Competitive school board races could reshape Seminole County schools policy
All three Seminole County school board seats are contested as a $26 million budget crisis and possible 205 cuts raise the stakes for spending and policy.

Seminole County voters will decide all three contested school board races this year, and the timing could hardly be sharper for a district facing a roughly $26 million budget crisis. The primary is set for Aug. 18, the general election for Nov. 3, and the filing deadline is June 12.
The board’s reach goes well beyond approving a budget. Seminole County Public Schools operated with a $1.5 billion budget for 2025-26, employed more than 7,000 people and served 65,443 students across 76 schools in the 2023-24 school year. The five-member board shapes staffing, student services, classroom priorities, school start times, travel rules and how the district responds to enrollment changes and state mandates. With three of the five seats on the ballot and one seat open because the incumbent did not file for reelection, the 2026 races could produce a new majority bloc.
That is why the contests matter at a moment when the district is already under pressure. Recent reporting said parents were first seeing the effects of the budget crunch through possible staffing cuts and reduced field trips. One April report said about 205 teachers and staff could be cut for the next school year. Even as the board approved the $1.5 billion budget and set the total millage rate at 5.249 mills, down from 5.279 mills the year before, the district still has to decide how to protect programs while absorbing fewer resources and managing a shifting student population.

The political field is also taking shape.
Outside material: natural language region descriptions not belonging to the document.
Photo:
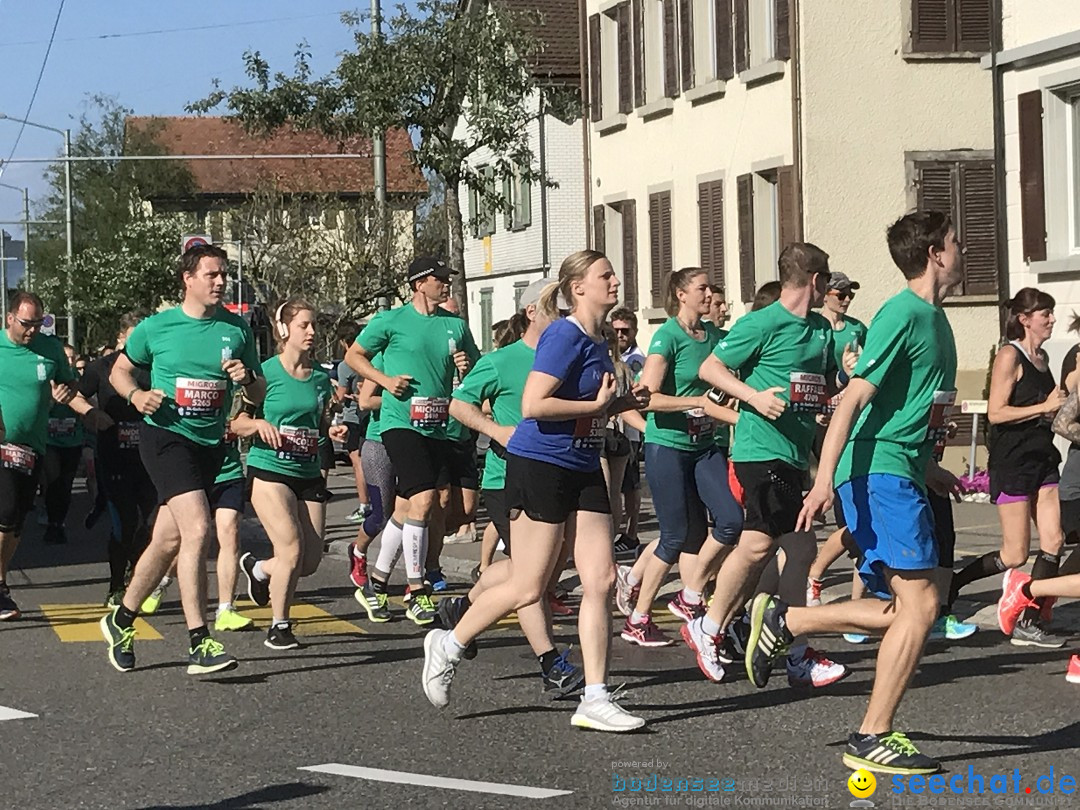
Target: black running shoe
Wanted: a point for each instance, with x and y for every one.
(281, 637)
(450, 611)
(257, 590)
(769, 637)
(892, 753)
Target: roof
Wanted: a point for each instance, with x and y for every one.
(216, 135)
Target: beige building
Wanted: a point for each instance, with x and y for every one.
(723, 130)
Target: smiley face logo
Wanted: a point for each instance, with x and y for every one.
(862, 783)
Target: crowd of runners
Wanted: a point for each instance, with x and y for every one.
(726, 423)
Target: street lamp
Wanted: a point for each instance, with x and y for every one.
(67, 206)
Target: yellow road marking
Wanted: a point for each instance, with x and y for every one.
(80, 623)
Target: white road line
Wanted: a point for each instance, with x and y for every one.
(13, 714)
(378, 774)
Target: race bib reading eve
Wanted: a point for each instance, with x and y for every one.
(199, 397)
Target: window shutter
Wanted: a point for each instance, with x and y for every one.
(977, 227)
(782, 30)
(625, 58)
(1033, 200)
(686, 41)
(671, 50)
(629, 211)
(725, 40)
(595, 80)
(933, 26)
(742, 38)
(747, 279)
(637, 14)
(974, 23)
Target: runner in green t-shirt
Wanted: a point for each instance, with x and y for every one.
(783, 355)
(287, 489)
(422, 347)
(193, 352)
(894, 414)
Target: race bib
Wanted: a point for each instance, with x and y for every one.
(808, 393)
(17, 458)
(298, 444)
(127, 435)
(699, 426)
(429, 412)
(937, 429)
(199, 397)
(589, 432)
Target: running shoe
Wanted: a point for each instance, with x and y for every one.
(645, 634)
(9, 610)
(1031, 634)
(121, 642)
(229, 620)
(257, 590)
(376, 604)
(208, 657)
(952, 629)
(814, 670)
(358, 566)
(450, 611)
(705, 647)
(769, 637)
(281, 637)
(605, 715)
(1012, 602)
(564, 678)
(892, 753)
(421, 610)
(625, 594)
(439, 670)
(684, 609)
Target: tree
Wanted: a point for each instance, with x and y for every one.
(441, 64)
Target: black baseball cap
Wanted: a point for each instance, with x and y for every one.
(424, 266)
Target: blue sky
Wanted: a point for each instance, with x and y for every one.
(151, 73)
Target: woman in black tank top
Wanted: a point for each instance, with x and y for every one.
(1023, 461)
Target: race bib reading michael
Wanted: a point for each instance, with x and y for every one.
(199, 397)
(808, 393)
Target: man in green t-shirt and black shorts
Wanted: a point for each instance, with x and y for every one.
(196, 352)
(422, 347)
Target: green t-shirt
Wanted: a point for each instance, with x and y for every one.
(26, 395)
(852, 332)
(771, 348)
(185, 356)
(421, 347)
(686, 430)
(295, 407)
(499, 377)
(910, 358)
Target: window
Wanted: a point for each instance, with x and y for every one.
(950, 26)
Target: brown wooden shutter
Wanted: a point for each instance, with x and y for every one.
(782, 30)
(1033, 200)
(686, 41)
(625, 58)
(974, 23)
(595, 80)
(629, 211)
(671, 49)
(742, 36)
(933, 26)
(725, 40)
(637, 14)
(747, 278)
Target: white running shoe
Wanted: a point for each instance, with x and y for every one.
(605, 715)
(439, 670)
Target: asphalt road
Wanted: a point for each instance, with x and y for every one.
(350, 701)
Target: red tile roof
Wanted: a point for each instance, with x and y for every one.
(215, 135)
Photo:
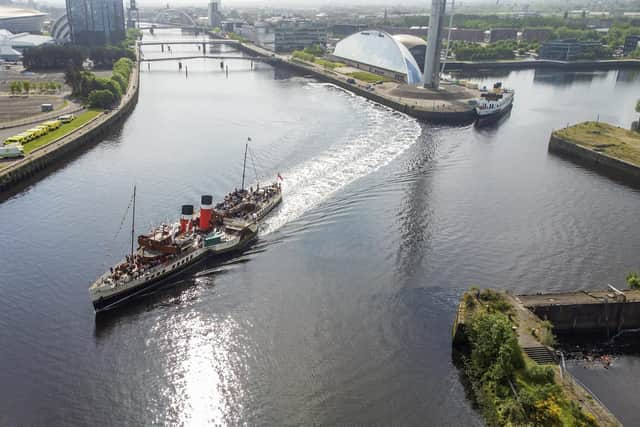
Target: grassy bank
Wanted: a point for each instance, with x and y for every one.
(509, 388)
(604, 138)
(369, 77)
(62, 130)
Seminole County Democratic Party materials list Kristine Kraus for District 1, Kelley Davis for District 2 and Autumn Garick for District 5, showing that the races are already drawing organized attention even though the seats are nonpartisan on the ballot. Ballotpedia identifies Seminole County Public Schools as one of Florida’s districts with contested 2026 board races, a sign that the county’s next board may be asked to make hard calls on spending, staffing and discipline as well as the larger question of which direction the schools should take.